Download the Phi3 Model:

ollama pull phi3

Run the Ollama Model:

ollama run phi3

💡 Note: Always ensure the Ollama model is running locally before executing your code. Otherwise, the AI model won’t be accessible.

Step 3: Implementing the GitHub Insights Tool

The tool consists of the following functionalities:

Initializing Ollama

import streamlit as st
import pandas as pd
from langchain_ollama import OllamaLLM


# Initialize Ollama with the chosen model
llm = OllamaLLM(model="phi3")

Loading the GitHub Database

@st.cache_data
def load_github_data():
    df = pd.read_csv("githubdata.csv")
    df.columns = df.columns.str.strip().str.lower()  # Normalize column names to lowercase
    return df

Analyzing the Desired Repository Using AI

def analyze_repository(repo_data, llm):
    prompt = f"""
    Analyze the following GitHub repository data and provide insights:
    {repo_data.to_dict()}
    Focus on:
    1. Code quality and maintainability
    2. Popularity and engagement
    3. Potential use cases
    4. Key strengths and weaknesses
    """
    try:
        return llm.invoke(prompt)
    except Exception as e:
        return f"Error generating analysis: {e}"

This function generates insights based on code quality, engagement, and potential use cases.

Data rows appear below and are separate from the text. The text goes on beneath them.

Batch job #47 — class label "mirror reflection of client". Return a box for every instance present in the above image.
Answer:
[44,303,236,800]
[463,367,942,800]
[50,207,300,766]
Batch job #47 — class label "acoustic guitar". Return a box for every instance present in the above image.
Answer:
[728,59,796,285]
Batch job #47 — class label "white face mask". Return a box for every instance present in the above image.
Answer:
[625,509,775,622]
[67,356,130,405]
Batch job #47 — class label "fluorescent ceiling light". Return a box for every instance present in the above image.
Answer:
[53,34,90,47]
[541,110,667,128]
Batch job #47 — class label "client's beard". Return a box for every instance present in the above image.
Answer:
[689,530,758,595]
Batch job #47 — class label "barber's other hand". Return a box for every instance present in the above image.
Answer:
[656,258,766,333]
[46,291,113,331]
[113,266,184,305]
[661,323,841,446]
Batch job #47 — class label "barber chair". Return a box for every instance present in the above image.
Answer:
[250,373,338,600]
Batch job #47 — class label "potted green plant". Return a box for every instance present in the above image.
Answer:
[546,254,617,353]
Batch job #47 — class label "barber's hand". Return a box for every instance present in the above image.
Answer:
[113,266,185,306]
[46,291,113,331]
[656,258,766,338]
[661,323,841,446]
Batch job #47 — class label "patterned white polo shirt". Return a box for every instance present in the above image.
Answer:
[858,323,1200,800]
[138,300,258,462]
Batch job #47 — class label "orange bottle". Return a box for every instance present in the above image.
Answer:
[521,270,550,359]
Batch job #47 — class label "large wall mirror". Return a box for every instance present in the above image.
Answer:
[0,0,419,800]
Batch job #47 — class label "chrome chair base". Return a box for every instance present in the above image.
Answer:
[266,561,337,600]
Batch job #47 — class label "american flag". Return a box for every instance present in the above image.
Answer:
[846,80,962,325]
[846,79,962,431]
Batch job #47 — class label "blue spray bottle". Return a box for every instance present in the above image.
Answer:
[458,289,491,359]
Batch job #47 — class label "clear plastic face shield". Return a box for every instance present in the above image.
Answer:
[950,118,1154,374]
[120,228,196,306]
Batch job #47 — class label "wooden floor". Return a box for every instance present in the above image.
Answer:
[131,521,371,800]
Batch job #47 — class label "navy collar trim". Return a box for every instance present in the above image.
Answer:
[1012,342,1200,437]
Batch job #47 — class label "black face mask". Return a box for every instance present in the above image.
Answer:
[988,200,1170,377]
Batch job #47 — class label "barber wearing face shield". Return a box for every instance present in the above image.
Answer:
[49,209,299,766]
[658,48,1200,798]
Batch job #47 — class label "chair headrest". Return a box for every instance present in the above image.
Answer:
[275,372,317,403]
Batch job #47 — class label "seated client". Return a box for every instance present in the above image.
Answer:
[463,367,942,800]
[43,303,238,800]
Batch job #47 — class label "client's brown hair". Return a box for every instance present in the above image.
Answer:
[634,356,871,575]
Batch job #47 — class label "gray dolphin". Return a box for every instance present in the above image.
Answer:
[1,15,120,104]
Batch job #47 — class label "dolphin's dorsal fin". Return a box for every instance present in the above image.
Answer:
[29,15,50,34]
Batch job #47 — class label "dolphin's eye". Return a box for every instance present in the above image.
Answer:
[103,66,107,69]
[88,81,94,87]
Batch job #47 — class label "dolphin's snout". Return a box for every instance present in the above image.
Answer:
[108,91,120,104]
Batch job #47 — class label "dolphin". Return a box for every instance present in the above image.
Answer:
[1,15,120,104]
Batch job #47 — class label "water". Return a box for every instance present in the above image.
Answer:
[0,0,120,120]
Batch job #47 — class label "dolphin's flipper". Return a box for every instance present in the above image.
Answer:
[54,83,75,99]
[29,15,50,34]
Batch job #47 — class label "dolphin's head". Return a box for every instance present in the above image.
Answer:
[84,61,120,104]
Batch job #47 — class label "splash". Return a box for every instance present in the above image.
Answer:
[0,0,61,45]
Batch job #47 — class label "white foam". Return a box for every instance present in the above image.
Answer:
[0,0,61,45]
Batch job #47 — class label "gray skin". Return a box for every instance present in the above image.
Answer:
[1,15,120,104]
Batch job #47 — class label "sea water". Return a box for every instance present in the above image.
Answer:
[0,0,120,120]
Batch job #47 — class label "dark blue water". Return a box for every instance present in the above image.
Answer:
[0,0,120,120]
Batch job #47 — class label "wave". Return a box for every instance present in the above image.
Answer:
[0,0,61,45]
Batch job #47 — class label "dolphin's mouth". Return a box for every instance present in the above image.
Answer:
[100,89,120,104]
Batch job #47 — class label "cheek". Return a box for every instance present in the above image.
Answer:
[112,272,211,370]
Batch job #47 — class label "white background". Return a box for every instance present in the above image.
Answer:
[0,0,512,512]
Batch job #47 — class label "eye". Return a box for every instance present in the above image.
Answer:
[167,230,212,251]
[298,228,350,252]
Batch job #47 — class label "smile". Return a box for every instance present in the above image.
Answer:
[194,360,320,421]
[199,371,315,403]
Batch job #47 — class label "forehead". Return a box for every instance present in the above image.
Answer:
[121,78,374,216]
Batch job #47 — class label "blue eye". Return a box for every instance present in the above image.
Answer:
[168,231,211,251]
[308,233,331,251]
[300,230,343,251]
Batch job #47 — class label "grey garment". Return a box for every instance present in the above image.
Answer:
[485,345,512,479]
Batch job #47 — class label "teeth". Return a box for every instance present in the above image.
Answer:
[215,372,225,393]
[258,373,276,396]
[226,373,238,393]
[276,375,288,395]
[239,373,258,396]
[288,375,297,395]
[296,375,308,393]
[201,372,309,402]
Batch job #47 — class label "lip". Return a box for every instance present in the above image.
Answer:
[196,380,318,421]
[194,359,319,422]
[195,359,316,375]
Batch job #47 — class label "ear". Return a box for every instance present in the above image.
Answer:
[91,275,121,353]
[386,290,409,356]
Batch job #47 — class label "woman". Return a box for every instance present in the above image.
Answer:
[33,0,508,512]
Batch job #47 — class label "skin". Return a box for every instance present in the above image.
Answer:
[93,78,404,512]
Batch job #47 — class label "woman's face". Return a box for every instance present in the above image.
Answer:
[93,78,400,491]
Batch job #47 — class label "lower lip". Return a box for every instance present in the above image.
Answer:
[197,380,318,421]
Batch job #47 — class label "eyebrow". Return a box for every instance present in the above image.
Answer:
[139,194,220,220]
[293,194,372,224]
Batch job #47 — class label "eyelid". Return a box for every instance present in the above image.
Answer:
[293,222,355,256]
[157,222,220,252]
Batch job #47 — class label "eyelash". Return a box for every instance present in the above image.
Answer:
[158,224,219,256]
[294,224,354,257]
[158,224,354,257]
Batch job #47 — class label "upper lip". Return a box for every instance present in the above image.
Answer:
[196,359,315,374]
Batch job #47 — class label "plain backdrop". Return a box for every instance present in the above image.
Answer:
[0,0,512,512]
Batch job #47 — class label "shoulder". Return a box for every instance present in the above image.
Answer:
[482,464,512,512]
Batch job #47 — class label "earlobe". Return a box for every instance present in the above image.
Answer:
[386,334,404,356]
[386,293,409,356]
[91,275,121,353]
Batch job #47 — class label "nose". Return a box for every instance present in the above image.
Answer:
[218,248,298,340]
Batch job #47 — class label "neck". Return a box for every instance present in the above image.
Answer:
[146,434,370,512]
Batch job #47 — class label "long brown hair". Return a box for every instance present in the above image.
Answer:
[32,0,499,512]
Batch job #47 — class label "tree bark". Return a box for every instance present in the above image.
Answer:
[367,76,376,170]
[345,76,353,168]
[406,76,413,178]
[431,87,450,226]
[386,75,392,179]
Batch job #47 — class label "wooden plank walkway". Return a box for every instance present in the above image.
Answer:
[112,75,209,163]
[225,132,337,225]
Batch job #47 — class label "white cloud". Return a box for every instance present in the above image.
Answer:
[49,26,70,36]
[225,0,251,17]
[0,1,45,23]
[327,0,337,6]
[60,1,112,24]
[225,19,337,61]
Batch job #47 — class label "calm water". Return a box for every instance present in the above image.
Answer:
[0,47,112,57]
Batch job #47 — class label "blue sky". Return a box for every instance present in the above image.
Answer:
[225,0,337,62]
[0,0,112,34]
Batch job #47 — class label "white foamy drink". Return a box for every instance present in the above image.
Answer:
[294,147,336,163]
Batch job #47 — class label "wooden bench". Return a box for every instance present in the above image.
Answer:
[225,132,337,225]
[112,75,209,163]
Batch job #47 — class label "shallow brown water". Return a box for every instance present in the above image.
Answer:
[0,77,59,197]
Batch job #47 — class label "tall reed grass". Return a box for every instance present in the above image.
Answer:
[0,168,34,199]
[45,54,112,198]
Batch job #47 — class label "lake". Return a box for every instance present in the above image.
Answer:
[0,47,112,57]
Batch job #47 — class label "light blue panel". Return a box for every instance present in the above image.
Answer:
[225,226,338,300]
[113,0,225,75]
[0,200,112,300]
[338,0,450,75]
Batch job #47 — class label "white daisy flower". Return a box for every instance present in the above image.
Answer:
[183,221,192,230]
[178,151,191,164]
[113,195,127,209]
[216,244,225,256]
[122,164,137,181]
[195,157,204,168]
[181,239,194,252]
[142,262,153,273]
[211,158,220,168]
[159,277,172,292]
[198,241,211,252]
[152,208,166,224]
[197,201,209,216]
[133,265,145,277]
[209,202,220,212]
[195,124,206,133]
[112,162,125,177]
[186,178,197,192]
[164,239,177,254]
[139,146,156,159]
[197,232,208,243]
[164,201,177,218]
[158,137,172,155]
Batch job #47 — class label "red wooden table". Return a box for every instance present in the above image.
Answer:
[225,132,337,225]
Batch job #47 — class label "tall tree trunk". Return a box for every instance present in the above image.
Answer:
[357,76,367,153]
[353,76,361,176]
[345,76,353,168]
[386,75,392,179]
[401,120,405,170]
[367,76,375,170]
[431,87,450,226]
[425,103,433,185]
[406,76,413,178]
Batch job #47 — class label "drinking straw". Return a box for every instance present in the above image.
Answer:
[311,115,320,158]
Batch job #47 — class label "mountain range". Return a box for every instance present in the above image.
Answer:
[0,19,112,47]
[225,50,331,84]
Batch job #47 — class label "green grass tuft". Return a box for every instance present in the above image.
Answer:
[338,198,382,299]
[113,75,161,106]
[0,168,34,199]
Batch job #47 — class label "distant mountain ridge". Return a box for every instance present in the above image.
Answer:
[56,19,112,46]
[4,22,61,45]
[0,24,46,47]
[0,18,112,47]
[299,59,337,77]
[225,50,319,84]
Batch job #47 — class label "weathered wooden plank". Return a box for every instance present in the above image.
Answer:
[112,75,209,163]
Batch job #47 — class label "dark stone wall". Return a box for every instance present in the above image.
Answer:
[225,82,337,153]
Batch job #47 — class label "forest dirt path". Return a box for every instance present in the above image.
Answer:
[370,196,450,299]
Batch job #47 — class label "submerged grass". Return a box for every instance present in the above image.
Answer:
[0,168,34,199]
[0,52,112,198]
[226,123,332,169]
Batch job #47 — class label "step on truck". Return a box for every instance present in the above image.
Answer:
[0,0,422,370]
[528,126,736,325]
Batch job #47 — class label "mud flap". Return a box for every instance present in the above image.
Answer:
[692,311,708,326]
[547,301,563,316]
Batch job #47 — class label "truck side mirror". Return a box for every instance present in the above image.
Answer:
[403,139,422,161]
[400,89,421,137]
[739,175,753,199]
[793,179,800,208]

Interacting with the AI-Generated Analysis

def interact_with_analysis(analysis, query, llm):
    prompt = f"""
    Based on the following analysis:
    {analysis}
    Answer the user's query: {query}
    """
    try:
        return llm.invoke(prompt)
    except Exception as e:
        return f"Error processing query: {e}"

This allows users to interact with AI-generated analysis of the repository.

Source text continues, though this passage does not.